At first, he says of his efforts, “I was just kind of lost, still feeling the pressure of wanting to be the provider. And my photos were terrible. Then, one night, Sharon urged him to stop worrying about shooting photos that would make money. “‘What you need to do,’ she said, ‘is shoot from your heart.’” Soon, he began striving to capture images with which he felt a spiritual connection. “I needed to feel those ancestors that were on the land, and to feel my grandma, who passed away in 2014, walking with me.” Tapahe’s followers felt that connection avidly and began to support the work.
When Covid isolation began in the spring of 2020, Tapahe’s career was impacted like those of many other artists. He also felt the pandemic’s impact on Native peoples after his aunt died on the reservation and attendance was restricted at her funeral. “We needed to send her on her journey, and they allowed only six of us at the burial.” That night, he had a dream of seeing a bison herd grazing in peaceful green pastures, when suddenly jingle dancers appeared and danced with the bison. “That dream resonated the whole next day, and finally I had to tell my wife and daughters, ‘I think this dream was telling me that if I take the jingle dress dance to the land, the land and the ancestors that lived there are going to come back and help us heal.’” And thus began the project, in which many of the photos feature his daughters Erin and Dion.
Not that Tapahe has ever been content to be complacent in his success. This coming April, while continuing with the Jingle Dance Project, he’ll graduate with an MFA from BYU. Ever seeking new channels for creative expression, he’s begun doing land art, also known as earthworks, in which he respectfully reshapes aspects of the natural environment.
For one recent piece, Water Offering #1, he and his daughter Dion headed out to Navajo lands just north of Monument Valley before dawn in the spring of 2022 and, with their own four feet, precisely scuffed the red sand to form a 50-foot-diameter water symbol. Only when Tapahe climbed a 12-foot ladder to photograph the finished piece did he see the familiar majestic landforms peeking over the horizon. “I was just blown away,” says Tapahe, ever open-hearted about relating to others what he has seen in this world.

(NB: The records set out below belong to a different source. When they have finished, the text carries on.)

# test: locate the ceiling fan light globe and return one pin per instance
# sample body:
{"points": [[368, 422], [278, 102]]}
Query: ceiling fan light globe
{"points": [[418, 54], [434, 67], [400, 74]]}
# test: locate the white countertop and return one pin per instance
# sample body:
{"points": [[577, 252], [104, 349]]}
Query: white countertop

Eugene Tapahe’s work appears in The Modern West exhibition at Modern West Fine Art in Salt Lake City, Utah, through the end of September; and he’ll have a solo show there for Art Heals: The Jingle Dress Project from October 20 through November 18. See his Jingle Dance Project and other works at tapahe.com. He also exhibits each August in Santa Fe Indian Market, Santa Fe, New Mexico.